What does machine learning code do ?
When we say that the machine learns, does it modify the code of itself or it modifies history (database) which will contain the experience of code for given set of inputs?
What is a machine learning ?
Essentially, it is a method of teaching computers to make and improve predictions or behaviors based on some data. What is this "data"? Well, that depends entirely on the problem. It could be readings from a robot's sensors as it learns to walk, or the correct output of a program for certain input.
Another way to think about machine learning is that it is "pattern recognition" - the act of teaching a program to react to or recognize patterns.
What does machine learning code do ?
Depends on the type of machine learning you're talking about. Machine learning is a huge field, with hundreds of different algorithms for solving myriad different problems - see Wikipedia for more information; specifically, look under Algorithm Types.

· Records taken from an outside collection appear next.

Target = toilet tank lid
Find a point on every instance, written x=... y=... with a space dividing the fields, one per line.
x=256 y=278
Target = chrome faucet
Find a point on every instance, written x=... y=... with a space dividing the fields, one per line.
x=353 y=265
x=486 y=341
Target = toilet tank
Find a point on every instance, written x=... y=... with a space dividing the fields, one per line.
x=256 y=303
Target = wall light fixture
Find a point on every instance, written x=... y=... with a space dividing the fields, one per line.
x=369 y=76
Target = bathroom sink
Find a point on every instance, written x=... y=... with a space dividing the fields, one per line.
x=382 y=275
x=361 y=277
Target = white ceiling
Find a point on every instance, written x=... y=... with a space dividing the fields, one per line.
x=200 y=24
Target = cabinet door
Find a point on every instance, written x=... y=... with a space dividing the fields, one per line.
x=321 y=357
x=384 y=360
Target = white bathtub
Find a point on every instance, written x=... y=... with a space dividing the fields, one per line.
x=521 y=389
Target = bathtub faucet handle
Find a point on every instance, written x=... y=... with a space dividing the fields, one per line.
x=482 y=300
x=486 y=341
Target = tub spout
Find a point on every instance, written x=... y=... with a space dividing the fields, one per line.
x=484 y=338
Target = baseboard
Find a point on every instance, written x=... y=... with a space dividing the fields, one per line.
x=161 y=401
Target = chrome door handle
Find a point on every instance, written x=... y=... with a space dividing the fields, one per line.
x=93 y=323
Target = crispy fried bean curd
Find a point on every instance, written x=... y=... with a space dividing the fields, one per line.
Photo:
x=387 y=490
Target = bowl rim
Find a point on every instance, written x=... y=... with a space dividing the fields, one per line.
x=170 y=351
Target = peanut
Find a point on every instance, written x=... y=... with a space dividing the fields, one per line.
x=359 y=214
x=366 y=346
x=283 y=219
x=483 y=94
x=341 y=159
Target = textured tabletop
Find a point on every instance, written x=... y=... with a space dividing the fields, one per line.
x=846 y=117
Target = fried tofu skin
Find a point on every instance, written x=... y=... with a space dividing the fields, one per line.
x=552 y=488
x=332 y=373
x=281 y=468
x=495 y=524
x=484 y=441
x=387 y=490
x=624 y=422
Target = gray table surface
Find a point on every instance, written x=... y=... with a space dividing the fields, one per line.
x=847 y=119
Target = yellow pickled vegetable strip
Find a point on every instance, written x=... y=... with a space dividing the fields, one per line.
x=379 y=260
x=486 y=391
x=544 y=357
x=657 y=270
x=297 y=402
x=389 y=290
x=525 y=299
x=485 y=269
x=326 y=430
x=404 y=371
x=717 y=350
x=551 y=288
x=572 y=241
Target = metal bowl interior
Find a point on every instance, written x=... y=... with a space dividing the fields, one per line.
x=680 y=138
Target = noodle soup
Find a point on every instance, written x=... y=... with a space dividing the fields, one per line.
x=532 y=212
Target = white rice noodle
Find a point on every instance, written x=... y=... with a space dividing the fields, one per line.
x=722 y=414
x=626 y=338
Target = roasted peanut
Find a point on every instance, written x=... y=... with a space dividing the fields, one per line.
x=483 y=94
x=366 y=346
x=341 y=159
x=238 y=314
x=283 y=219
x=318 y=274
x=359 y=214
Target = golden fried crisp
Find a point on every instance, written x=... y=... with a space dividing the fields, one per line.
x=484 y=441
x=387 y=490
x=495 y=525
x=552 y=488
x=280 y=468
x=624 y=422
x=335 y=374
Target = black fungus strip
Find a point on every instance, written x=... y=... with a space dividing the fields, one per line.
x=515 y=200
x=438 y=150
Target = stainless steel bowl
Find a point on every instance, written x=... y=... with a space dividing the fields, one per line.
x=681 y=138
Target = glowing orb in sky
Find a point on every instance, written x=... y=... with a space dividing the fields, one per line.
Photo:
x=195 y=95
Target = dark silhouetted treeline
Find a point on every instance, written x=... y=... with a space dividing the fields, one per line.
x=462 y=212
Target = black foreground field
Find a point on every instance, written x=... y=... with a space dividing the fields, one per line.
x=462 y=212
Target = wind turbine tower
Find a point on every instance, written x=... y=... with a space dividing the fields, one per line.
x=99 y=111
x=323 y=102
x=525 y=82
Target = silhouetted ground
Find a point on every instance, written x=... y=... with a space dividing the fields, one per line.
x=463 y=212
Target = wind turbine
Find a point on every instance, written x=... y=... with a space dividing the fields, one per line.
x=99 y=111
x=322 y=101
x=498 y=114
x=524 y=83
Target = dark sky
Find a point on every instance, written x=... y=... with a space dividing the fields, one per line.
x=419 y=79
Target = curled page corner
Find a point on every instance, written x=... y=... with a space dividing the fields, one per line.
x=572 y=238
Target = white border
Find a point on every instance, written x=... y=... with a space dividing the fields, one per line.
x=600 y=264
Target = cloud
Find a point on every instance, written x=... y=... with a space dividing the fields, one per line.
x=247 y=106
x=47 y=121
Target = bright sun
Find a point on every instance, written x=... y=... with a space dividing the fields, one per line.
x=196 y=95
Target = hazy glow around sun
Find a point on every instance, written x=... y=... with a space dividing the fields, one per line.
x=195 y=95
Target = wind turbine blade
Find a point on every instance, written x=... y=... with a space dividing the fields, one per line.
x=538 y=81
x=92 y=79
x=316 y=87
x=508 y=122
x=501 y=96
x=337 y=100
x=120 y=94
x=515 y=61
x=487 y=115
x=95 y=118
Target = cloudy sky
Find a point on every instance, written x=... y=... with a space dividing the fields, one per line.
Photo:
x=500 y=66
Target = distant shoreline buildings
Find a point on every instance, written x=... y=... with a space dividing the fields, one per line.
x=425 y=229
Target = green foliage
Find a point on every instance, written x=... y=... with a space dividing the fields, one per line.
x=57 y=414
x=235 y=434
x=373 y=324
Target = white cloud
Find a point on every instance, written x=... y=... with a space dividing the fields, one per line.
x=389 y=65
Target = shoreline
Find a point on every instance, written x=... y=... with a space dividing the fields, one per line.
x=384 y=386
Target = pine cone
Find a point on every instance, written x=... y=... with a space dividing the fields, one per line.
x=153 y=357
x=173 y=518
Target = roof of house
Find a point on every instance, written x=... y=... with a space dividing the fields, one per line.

When we say machine learns, does it modify the code of itself or it modifies history (Data Base) which will contain the experience of code for given set of inputs ?
Once again, it depends.
One example of code actually being modified is Genetic Programming, where you essentially evolve a program to complete a task (of course, the program doesn't modify itself - but it does modify another computer program).
Neural networks, on the other hand, modify their parameters automatically in response to prepared stimuli and expected response. This allows them to produce many behaviors (theoretically, they can produce any behavior because they can approximate any function to an arbitrary precision, given enough time).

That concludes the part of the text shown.